Аукционист закрывает торги, и я пишу сообщение своему банкиру. Он всегда наготове и знает, что деньги нужно перевести немедленно и без вопросов, независимо от суммы.
"Пойдем." Я встаю и беру Милен за руку, ведя ее к столу у входа.
"Один миллион. Такое часто случается? Я имею в виду, кто так делает? Арт, я понимаю.

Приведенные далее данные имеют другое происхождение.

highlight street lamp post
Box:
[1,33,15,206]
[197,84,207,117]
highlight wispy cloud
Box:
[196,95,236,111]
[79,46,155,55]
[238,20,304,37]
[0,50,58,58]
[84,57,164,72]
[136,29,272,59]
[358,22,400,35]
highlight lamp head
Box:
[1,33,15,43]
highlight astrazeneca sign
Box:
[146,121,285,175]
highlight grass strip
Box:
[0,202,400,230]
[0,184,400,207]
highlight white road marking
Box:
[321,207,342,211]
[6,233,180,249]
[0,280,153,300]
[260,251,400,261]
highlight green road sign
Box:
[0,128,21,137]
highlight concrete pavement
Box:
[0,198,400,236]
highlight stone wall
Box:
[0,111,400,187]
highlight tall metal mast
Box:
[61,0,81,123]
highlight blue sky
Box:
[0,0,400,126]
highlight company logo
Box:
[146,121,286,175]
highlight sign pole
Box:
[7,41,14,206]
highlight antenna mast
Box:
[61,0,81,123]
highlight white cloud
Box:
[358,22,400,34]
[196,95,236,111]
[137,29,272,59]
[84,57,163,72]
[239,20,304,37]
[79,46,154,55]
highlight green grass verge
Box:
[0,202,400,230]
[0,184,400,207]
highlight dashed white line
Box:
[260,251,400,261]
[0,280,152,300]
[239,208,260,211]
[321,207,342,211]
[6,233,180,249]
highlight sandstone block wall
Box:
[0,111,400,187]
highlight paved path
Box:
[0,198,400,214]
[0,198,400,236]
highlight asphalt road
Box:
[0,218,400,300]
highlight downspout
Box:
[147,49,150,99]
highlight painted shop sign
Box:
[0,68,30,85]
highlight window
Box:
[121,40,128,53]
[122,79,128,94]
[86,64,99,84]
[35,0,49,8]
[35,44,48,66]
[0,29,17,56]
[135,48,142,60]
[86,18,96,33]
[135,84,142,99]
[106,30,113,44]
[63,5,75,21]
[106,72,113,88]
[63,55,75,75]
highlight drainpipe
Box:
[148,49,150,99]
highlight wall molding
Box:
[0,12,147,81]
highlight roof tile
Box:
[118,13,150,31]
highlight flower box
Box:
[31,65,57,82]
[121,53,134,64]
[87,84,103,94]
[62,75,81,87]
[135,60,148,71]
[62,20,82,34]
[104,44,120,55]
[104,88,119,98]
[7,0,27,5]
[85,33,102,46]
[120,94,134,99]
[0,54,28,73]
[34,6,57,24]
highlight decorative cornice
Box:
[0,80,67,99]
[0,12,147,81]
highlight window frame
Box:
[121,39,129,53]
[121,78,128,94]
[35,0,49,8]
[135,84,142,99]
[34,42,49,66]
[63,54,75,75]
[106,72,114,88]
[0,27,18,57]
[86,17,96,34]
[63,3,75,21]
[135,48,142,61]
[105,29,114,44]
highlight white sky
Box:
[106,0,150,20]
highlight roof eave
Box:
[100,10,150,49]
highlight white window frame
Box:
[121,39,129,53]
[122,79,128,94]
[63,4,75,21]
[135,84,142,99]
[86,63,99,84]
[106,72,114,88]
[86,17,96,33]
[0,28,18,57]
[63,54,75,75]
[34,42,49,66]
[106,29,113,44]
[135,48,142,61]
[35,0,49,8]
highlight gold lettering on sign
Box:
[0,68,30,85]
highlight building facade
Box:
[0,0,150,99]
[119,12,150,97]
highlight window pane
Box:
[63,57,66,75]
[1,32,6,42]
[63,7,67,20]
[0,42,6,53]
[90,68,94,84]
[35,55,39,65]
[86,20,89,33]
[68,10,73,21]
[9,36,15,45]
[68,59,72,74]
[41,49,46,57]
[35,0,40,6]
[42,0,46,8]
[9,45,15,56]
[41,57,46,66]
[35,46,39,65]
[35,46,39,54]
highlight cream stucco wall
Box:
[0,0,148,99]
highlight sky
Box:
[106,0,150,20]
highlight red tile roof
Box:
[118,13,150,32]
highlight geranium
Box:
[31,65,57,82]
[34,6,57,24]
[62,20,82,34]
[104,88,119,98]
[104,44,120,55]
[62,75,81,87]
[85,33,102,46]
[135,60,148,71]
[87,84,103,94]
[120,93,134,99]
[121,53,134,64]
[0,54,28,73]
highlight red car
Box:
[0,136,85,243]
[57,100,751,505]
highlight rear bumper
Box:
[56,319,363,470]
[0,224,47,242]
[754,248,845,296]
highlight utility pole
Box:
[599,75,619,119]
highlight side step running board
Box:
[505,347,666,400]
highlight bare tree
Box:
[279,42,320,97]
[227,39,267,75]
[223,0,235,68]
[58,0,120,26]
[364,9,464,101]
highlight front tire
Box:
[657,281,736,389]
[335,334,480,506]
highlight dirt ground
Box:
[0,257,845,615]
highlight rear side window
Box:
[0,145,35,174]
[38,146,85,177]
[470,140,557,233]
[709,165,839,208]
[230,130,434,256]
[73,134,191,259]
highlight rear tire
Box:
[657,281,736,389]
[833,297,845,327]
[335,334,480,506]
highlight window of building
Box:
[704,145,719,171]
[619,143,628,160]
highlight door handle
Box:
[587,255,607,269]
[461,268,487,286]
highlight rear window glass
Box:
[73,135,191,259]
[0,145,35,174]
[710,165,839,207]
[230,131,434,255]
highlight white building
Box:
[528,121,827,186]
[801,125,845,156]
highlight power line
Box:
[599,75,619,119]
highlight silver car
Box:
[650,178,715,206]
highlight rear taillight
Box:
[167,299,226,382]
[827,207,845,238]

Есть люди, которым нравится иметь подобные вещи на своих стенах — знаете, это своего рода сумасшествие, — но да ладно".
Она продолжает свое недоуменное бормотание тихим голосом, пока я подхожу к стойке, чтобы подписать бумаги и подтвердить, что картина будет отправлена на мой обычный адрес. Когда клерк принимает документы, я указываю на прямоугольную бархатную коробку. Когда он приносит ее, я достаю браслет.
"А что, если кто-то украдет его?" продолжает Милен. "Такие вещи застрахованы? Один миллион. Это просто возмутительно, если хочешь знать мое мнение".
Я поворачиваюсь и вижу, что Милен снова смотрит в аукционный зал, уставившись на большой экран, где все еще показывается изображение браслета.
"Где вообще это можно носить? Что если…" продолжает она, стоя передо мной с руками на бедрах.
Я надеваю браслет на ее правое запястье и застегиваю застежку. Это одна из тех простых застежек-крючков. Не думаю, что мне удалось бы сделать что-то более изящное. Когда я снова смотрю на Милен, она смотрит на свою руку с открытым ртом.
"Так вот что нужно сделать, чтобы ты замолчала", — говорю я.